Complémentarité et mesure parallèles

Autre nouveauté de la rentrée, le ministre annonce, aussi, la possibilité, pour l’élève de profiter "d’une année sabbatique" s’il veut s’essayer à la formation professionnelle". Quatrième objectif de la stratégie du ministre, la complémentarité entre école et formation professionnelle sera donc renforcée. Concrètement, cet objectif porte, entre autres, sur l’élargissement du cycle professionnel collégial, pour couvrir 251 collèges et 14.477 élèves au titre de cette année scolaire. Le nombre d’élèves bénéficiaires passera ainsi de 6.600 (2016) à 14.477, cette année.

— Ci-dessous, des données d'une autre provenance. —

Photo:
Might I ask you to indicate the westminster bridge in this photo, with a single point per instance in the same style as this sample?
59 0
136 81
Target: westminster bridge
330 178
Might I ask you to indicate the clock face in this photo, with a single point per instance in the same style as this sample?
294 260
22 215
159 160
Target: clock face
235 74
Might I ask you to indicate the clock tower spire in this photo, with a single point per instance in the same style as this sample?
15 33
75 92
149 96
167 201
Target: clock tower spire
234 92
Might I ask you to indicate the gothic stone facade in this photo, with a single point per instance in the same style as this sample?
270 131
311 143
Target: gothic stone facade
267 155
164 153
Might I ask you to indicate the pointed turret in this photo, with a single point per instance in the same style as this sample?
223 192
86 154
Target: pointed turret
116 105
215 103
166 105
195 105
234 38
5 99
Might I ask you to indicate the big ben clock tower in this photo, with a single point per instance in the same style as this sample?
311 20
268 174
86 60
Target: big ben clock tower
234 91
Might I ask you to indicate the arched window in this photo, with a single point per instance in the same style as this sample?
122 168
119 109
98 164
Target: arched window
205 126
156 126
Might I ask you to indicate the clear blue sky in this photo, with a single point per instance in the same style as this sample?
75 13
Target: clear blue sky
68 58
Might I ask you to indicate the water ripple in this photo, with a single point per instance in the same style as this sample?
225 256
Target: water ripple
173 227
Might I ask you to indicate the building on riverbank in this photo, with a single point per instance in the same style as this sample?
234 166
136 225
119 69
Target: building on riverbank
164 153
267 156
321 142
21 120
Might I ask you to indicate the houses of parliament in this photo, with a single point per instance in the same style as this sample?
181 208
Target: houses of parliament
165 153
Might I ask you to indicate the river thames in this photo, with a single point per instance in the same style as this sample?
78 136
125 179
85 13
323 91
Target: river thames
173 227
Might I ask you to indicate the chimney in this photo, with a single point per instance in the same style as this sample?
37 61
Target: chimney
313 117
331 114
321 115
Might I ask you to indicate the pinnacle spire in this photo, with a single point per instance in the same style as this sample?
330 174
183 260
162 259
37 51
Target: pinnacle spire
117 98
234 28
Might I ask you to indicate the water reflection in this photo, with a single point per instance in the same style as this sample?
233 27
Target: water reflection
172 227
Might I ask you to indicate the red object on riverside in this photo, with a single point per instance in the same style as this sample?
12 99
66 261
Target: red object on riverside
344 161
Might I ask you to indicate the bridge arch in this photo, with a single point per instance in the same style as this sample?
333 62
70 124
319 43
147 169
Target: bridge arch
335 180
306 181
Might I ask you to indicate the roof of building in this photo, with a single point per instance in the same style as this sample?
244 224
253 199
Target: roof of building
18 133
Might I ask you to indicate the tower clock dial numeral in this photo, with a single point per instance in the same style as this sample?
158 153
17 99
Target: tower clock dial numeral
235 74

Et pour étoffer l’offre, deux nouvelles filières au niveau du baccalauréat professionnel ont été créées.

Pour ce qui est du cinquième et dernier objectif, il porte sur la mise en place des conditions à même de garantir le lancement effectif de la scolarité. Le ministre estime que la période de réinscription des élèves peut se faire bien à l'avance au mois de juin afin de permettre à l’école de mieux se préparer à la rentrée scolaire.